My problem right now, is that (non-sequence) collection types that define __getitem__ and not __iter__ behave “surprisingly”. Often, this surprising behaviour results in infinitely hanging code, exceptions in unrelated places and sometimes even silently incorrect code. DeprecationWarnings absolutely would make the situation better.

And some code written in Python 3.9 is not capable of running under Python 3.10. Also, Python 2 was EOL two years ago. People, who still run code that was written for Python 1 and never updated, are unlikely to be using Python 3.10 right now anyway.

I am not saying that we should “move fast and break things”, but let’s not pretend that any change that breaks backwards compatibility should be instantly rejected just because some Python 1 code might no longer work.

2 Likes

Two different people answered you the same way, so if you were misunderstood, what you meant wasn’t “pretty clear”.

But I don’t think you were misunderstood. I think you were, and still are, just incorrect in your claim that classes (with or without __getitem__ are “assumed to be infinite lazy sequences by default”.

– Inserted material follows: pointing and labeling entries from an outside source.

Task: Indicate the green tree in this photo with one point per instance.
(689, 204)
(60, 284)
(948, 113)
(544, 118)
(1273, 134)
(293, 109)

The interpreter makes no assumption about your class being lazy or infinite. The fact that your class behaves as a lazy infinite sequence is because you programmed it to behave as a lazy infinite sequence (as well as an infinite mapping).

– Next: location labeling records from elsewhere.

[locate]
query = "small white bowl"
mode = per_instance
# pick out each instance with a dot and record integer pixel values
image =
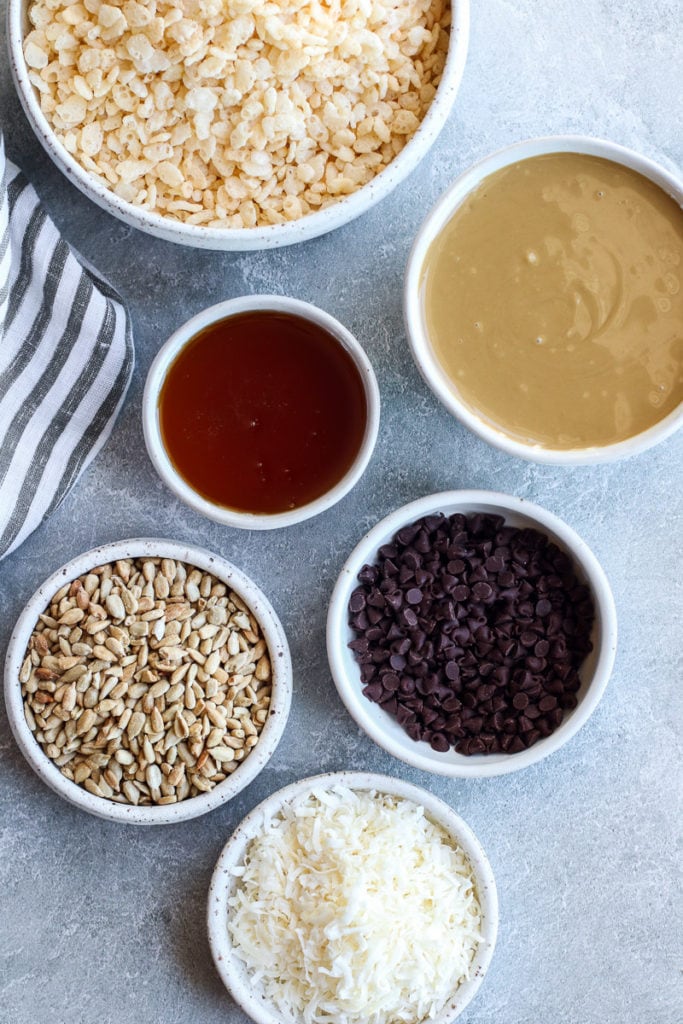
(232, 971)
(280, 702)
(380, 726)
(253, 238)
(416, 328)
(184, 334)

If the user of your identity class were to write this:


obj = identity_dict()  # Your class.

key = random.random()

while True:

    try:

        print(obj[key])

    except LookupError:

        break

    key = random.random()

it would still loop forever and never terminate. And the nature of the identity dict is such that there is nothing you can do to prevent this infinite loop except tell your users “Don’t do that!” and make them aware that it is a lazy, infinite mapping.

At least with iteration (for-loops or list) you can disable that completely by setting the iter dunder to None.

It isn’t lazy and infinite “by default”, it is lazy and infinite because you programmed it to be that way.

Well yeah.

How else are you going to signal that the sequence (or mapping) doesn’t have an index/key if you don’t raise an exception?

For real collections (sequences or mappings) you have some actual data structure with a finite size, so this issue doesn’t come up. When you run out of data, you get a LookupError (IndexError or KeyError).

Your mapping doesn’t have actual data. It lazily simulates fake data, and does so without terminating. So what did you expect to happen if the caller repeatedly looks up indexes/keys over and over again?

If every key always succeeds then that implies that it is infinite and lazy.

If it was not your intention to write an infinite, lazy collection then it is your code that is buggy, not the language. If it was your intention, then congratulations, you succeeded, and the Python interpreter did exactly what you told it to do, which was to loop forever.

Right. That’s because iteration in Python can use two different protocols, with iter taking precedence.

Your class is not considered a Sequence. isinstance(identity_dict(), collections.abc.Sequence) returns False.

But your class behaves sufficiently like a sequence in this regard, because you programmed it to behave like a sequence.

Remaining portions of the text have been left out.